Rand Water defends its maintenance schedule as water woes continue.

By Lehlohonolo Lehana.

Rand Water CEO Sipho Mosai has defended the entity's ongoing maintenance schedule, which has resulted in residents experiencing water cuts.

Rand Water has a planned maintenance which will take place from 22 June to 29 July 2024.

On Sunday,18 areas in the south of Johannesburg were affected as the entity replaced a meter at its South Hills Towers.

"Our maintenance is not driven by the political timetable, but our timetable in terms of asset management. Now because theoretically speaking, the demand drops," said Mosai.

"So, we're using this time to do all these repairs, and maintenance to ensure that when we get to the summer months, we have done it to meet the demand."

While the areas may be shut down at the same time, recovery time would, however, be different, said Mosai.

"The system is recovering, some areas will recover before the others, while others will recover later because when you take out a system, you completely empty the pipes and the reservoirs run low.
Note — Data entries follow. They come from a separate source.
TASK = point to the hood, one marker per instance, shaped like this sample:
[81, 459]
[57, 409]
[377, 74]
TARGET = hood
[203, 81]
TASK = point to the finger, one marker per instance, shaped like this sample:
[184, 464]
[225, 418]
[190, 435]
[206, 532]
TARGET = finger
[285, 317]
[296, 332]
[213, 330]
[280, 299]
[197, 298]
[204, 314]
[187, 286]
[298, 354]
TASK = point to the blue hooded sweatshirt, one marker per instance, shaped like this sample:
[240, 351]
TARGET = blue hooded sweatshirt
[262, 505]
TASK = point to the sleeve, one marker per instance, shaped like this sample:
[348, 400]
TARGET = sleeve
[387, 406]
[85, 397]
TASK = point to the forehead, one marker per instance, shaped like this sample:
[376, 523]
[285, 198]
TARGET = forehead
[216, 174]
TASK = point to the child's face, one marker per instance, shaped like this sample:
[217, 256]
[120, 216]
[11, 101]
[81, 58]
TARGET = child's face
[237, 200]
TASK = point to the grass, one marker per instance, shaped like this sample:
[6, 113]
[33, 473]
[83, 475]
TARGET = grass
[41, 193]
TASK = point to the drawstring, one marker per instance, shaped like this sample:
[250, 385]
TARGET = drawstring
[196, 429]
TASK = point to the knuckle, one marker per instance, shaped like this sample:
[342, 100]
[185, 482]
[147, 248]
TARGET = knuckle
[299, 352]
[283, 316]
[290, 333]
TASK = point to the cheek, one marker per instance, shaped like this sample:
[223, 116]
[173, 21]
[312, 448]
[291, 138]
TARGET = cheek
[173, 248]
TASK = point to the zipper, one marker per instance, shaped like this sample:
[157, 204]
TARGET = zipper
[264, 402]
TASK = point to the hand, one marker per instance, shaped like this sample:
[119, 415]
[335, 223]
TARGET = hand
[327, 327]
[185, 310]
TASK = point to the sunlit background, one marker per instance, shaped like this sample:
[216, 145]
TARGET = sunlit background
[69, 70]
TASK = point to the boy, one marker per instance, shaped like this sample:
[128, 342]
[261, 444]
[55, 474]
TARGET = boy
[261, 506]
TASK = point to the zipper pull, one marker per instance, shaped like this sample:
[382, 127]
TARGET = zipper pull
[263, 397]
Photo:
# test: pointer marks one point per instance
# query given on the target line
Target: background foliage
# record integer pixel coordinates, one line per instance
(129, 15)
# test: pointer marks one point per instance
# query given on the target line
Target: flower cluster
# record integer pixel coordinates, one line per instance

We first have to fill the reservoirs to pump it," he explained.

"For those who have water, please use it sparingly."

As of 12pm on Monday, the Zwartkopjes Pump Station was running at 100% maximum capacity.

The Crown Gardens Reservoir made gains overnight and was at 79% capacity. It has been opened at 50% to gradually charge the system and supply the area.

Residents residing in low-lying areas within the reservoir zone are receiving water, while those in higher-lying areas will experience a combination of poor pressure to no water.

Pumping continued at the Crown Gardens Tower and was sitting at 45%. Residents in the tower zone are receiving normal water supply as the system undergoes recovery.

The Eagles Nest Reservoir was at 29% capacity and maintained some stability overnight. It was supplying fairly.

The water supply in Orange Farm and its surrounds was low due to the high demand for the Orange Farm Reservoir. It was sitting at 28%.

The Ennerdale and Lawley reservoirs also remained low due to the high water demand.

Meanwhile Pemmy Majodina has been appointed Water and Sanitation Minister, replacing Senzo Mchunu, who has been named as Police Minister, as the seventh administration is formed.

David Mahlobo retains his position as Water and Sanitation Deputy Minister, while Isaac Seitlholo replaces Judith Tshabalala, who moved to Deputy Minister of Mineral and Petroleum Resources.

Majodina enters the Ministry just as Mchunu - who was appointed in August 2021 when Ramaphosa separated the Ministry of Human Settlements from the Ministry of Water and Sanitation to enable a dedicated focus - was showing strong signs of tackling the years-long deterioration of South Africa’s water sector, which is fast becoming one of the biggest challenges facing the country.

Over the years, South Africa has experienced a myriad of well-documented and longstanding challenges, including underinvestment and a lack of funding for maintenance and new infrastructure development; delayed projects; inefficient use of water resources; leaks and wasted water; dysfunctional water and wastewater treatment plants; municipal underperformance; pollution and deteriorating ecosystems; illegal water use and abstractions; low water tariffs and growing municipal debt; increasing industrialisation; and increasing demand.

To mitigate some of these challenges, the former Water and Sanitation Minister led the Department of Water and Sanitation (DWS) through many changes, including the resuscitation of the Blue, Green and No Drop reports, the establishment of the National Water Resources Infrastructure Agency and Water Partnership Office, and key amendments to the National Water Act and Water Services Act Amendment Bills, besides others.

"Mchunu's performance has been exceptional, marked by significant achievements in water management and governance," said WaterCAN executive manager Ferrial Adam.

Along with the publication of the Green, Blue and No Drop reports and conducting sessions with municipalities to demand action – underscoring the importance of accountability – Mchunu amended crucial policies to ensure a more robust legal framework.

"His engagement with civil society and hands-on approach during crises demonstrated his commitment to transparency and responsiveness. Mchunu held water entities accountable, resulting in criminal charges against more than 14 municipalities. He appointed a professional top management team, revitalising the department after a decade of corruption and capture, and restored its functionality and integrity," Adam continued.

Majodina is expected to continue these efforts.

"Majodina must continue the work that Mchunu started, actively engaging with civil society and leveraging the expertise and experience within her team to build on these successes."

AfriForum added that the newly appointed Minister had a "huge task" ahead of her, with the DWS at a tipping point that requires strong leadership and continuity to tackle pressing issues effectively.

The civil rights organisation, which said it was ready to work with Majodina to resolve critical issues regarding South Africa's water and sanitation sector, believed that addressing the water crisis required swift and decisive action from all stakeholders involved and urged the new Minister to prioritise continuity in leadership and policy implementation, focus on municipal infrastructure and collaborative efforts for sustainable solutions.